Il Roland Garros che ci si presenta è un freddo appassionato: coniuga determinazione ed empirismo. Non sa, prova. Non si affida alla scienza ma all’incoscienza. L’era dei pionieri che ci racconta è naif e al contempo temeraria. Ammette: «Ignoravamo i principi più elementari del volo». Ci si alzava soltanto con il bel tempo, certo. E quando era bel tempo? «Quando in mezzo al campo il fumo di una sigaretta saliva seguendo una perfetta verticale». L’incidente non era un’eventualità, ma una costante da mettere in conto: le ruote erano il punto più fragile dell’apparecchio». Al debutto infatti: quattro uscite e quattro rotture. Ritenta, sarai più fortunato. E ritentavano, ma non sempre erano più fortunati. La morte era contemplata come un orizzonte. Cantavano, deformando un libretto d’opera: «Sopra la mia testa Bayard ha sospeso un alettone/e quando si abbatterà sarà una liberazione». Convivevano con l’idea della catastrofe e la profezia non poteva, prima o poi, che autoavverarsi. Toccherà a John Moisant, nei cieli d’America. Accorso sul luogo dell’incidente Roland Garros annota: «Tra le labbra sporche di terra si intravede il riflesso madreperlaceo di un dente. I tratti del viso sono congelati in un’espressione di calma infinita, in un accenno enigmatico di sorriso». Poi passa a cercare la spiegazione tecnica di quel «singolo istante che aveva avuto ragione di una lunga vita»: distrazione del pilota?

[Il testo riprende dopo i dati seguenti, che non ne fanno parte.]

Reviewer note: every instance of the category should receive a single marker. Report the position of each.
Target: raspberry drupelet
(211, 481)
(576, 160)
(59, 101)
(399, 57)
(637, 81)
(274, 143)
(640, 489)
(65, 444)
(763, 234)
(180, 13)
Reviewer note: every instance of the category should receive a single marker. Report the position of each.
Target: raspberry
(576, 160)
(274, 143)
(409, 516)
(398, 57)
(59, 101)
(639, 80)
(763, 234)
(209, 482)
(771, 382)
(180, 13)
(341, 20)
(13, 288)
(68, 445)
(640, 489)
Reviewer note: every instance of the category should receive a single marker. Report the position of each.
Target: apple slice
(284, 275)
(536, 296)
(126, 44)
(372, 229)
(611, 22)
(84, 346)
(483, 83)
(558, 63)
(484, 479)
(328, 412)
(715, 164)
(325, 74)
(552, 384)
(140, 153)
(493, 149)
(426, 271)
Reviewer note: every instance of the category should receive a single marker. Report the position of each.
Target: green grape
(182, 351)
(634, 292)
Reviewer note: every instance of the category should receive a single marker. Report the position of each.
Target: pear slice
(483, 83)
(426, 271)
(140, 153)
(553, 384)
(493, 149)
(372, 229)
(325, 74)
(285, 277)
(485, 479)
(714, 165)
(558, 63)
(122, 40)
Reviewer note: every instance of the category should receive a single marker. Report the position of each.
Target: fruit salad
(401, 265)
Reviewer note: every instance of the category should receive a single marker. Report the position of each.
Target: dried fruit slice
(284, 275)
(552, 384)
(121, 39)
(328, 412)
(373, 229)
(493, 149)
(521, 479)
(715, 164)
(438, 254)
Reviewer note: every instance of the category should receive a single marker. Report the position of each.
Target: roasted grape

Rottura di un tirante?
Analogamente, quando sperimenterà con successo la sua invenzione, il posizionamento della mitragliatrice sulla fusoliera, abbattendo un velivolo tedesco, registrerà l’aspetto tecnico della vicenda: «L’aereo non cade subito, ma descrive un’immensa spirale» e poi, freddamente: «Partiamo in macchina per vedere le spoglie. Un mucchio di rottami carbonizzati e due cadaveri nudi e insanguinati. I serbatoi erano crivellati, il passeggero aveva una pallottola in testa». Anatomopatologia dello schianto. Che il contorno sia uno spettacolo o un conflitto mondiale è un dettaglio. C’è un filo teso che unisce i giri della morte ai cocktail da Stag, le trasvolate da Tunisi a Roma ai duelli bellici. Su quel filo Roland Garros procede con l’andatura di un funambolo. Sempre sospeso su di noi, sempre con gli occhi a un punto lontano, ma sempre consapevole che niente varrà quanto il tragitto.

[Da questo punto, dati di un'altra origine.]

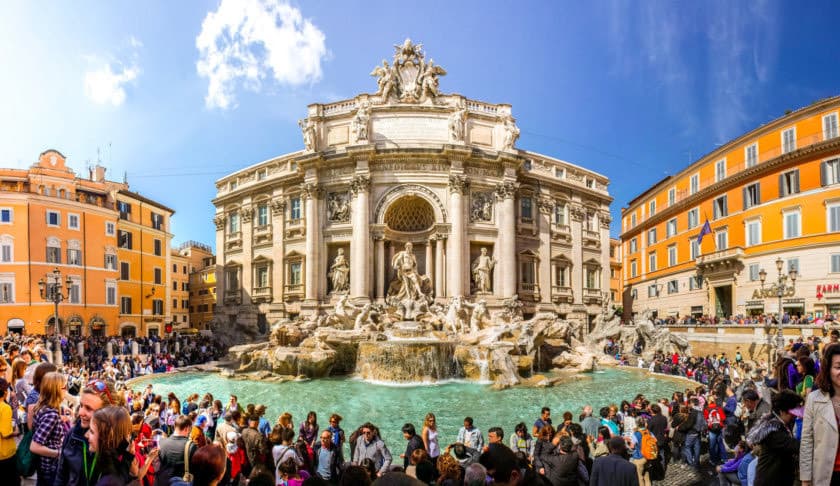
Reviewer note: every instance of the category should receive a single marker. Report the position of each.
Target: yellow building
(144, 262)
(773, 193)
(180, 282)
(202, 283)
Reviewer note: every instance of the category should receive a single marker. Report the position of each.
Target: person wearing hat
(614, 469)
(819, 461)
(774, 434)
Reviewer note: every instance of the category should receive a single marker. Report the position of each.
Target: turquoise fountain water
(389, 407)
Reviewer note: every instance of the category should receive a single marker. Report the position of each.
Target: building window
(792, 224)
(789, 140)
(753, 232)
(671, 228)
(693, 218)
(53, 218)
(53, 254)
(525, 209)
(124, 239)
(754, 270)
(722, 239)
(125, 305)
(125, 210)
(833, 214)
(789, 183)
(830, 126)
(7, 292)
(560, 214)
(694, 183)
(110, 293)
(74, 256)
(294, 209)
(262, 215)
(233, 223)
(752, 195)
(751, 155)
(830, 172)
(720, 207)
(720, 170)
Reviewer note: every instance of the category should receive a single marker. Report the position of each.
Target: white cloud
(105, 82)
(104, 85)
(245, 42)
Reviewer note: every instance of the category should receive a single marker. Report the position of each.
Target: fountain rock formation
(428, 342)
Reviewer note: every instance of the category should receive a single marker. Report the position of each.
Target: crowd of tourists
(74, 426)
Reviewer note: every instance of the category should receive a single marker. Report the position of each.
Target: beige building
(487, 220)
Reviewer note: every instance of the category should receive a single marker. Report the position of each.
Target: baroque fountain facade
(412, 240)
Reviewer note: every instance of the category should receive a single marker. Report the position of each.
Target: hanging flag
(706, 230)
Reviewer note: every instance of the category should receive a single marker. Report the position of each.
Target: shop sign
(823, 289)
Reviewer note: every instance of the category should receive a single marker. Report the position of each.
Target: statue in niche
(481, 268)
(457, 120)
(482, 207)
(361, 122)
(340, 273)
(511, 133)
(307, 126)
(338, 207)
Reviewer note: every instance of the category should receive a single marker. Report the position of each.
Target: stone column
(505, 193)
(440, 288)
(546, 208)
(310, 194)
(455, 253)
(360, 258)
(380, 267)
(278, 249)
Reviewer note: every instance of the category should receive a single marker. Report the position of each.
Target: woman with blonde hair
(429, 436)
(48, 431)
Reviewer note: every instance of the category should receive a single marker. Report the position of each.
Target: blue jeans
(691, 449)
(716, 448)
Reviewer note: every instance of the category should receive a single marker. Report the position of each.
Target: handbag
(27, 462)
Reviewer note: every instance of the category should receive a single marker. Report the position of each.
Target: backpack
(27, 462)
(649, 449)
(714, 420)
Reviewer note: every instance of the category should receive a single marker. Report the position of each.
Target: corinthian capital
(458, 183)
(506, 189)
(360, 183)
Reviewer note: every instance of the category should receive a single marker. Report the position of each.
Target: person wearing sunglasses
(74, 467)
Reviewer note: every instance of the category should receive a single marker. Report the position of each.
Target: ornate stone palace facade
(410, 165)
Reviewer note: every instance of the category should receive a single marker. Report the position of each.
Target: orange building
(773, 193)
(144, 257)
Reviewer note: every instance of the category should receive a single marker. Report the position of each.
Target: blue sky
(178, 94)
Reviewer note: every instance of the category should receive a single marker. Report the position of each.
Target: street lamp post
(780, 289)
(50, 289)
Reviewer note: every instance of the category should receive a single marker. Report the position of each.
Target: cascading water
(406, 361)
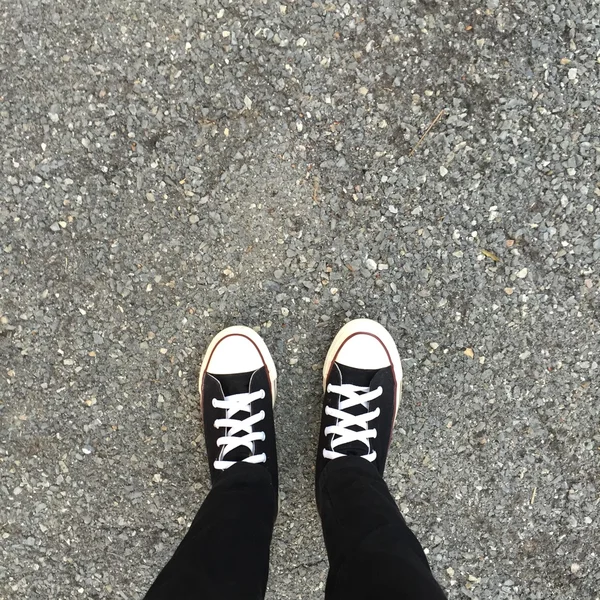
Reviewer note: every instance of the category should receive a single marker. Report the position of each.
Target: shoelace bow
(230, 441)
(341, 431)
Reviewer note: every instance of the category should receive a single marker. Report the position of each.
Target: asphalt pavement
(171, 168)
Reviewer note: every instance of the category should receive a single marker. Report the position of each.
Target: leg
(372, 552)
(225, 554)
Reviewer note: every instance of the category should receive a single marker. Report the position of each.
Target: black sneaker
(238, 385)
(362, 381)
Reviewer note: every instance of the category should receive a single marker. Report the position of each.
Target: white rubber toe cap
(363, 351)
(234, 353)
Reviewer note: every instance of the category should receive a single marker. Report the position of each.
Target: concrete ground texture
(171, 168)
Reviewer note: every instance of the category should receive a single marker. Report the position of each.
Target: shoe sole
(369, 327)
(259, 344)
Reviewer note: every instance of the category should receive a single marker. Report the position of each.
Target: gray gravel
(171, 168)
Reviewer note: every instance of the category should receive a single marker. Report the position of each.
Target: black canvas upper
(219, 386)
(383, 424)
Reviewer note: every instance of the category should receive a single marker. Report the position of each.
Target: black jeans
(372, 552)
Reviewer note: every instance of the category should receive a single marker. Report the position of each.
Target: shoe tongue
(237, 383)
(362, 378)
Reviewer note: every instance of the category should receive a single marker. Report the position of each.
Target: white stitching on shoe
(228, 442)
(342, 434)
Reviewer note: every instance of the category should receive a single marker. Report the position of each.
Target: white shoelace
(230, 441)
(341, 430)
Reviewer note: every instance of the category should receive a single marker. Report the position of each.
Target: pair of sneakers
(362, 378)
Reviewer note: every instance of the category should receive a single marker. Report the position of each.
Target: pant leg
(225, 554)
(372, 552)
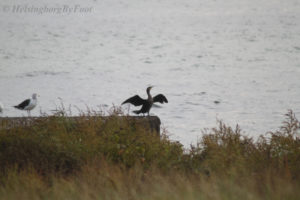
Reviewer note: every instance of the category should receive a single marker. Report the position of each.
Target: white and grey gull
(28, 104)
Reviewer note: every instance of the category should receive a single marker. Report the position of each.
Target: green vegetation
(90, 158)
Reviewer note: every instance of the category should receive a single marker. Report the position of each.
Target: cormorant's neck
(149, 95)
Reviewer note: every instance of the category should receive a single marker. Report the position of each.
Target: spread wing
(135, 100)
(24, 103)
(160, 98)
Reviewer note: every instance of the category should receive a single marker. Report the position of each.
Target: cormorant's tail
(17, 107)
(136, 112)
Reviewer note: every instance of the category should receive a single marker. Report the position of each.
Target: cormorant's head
(34, 95)
(149, 88)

È nella sospensione e non nell’arrivo che si realizza, trova se stesso e le parole per definirsi: «Mi rivedo seduto sotto le ali sottili, bianche come un vestito da sposa...una miscela di energia, indolenza, emozioni, spensieratezza, tenacia, capriccio, ragione, sensualità». Roland Garros non si è limitato a baciare le nuvole, le ha sposate e poi le ha fortemente volute come impalpabile sudario.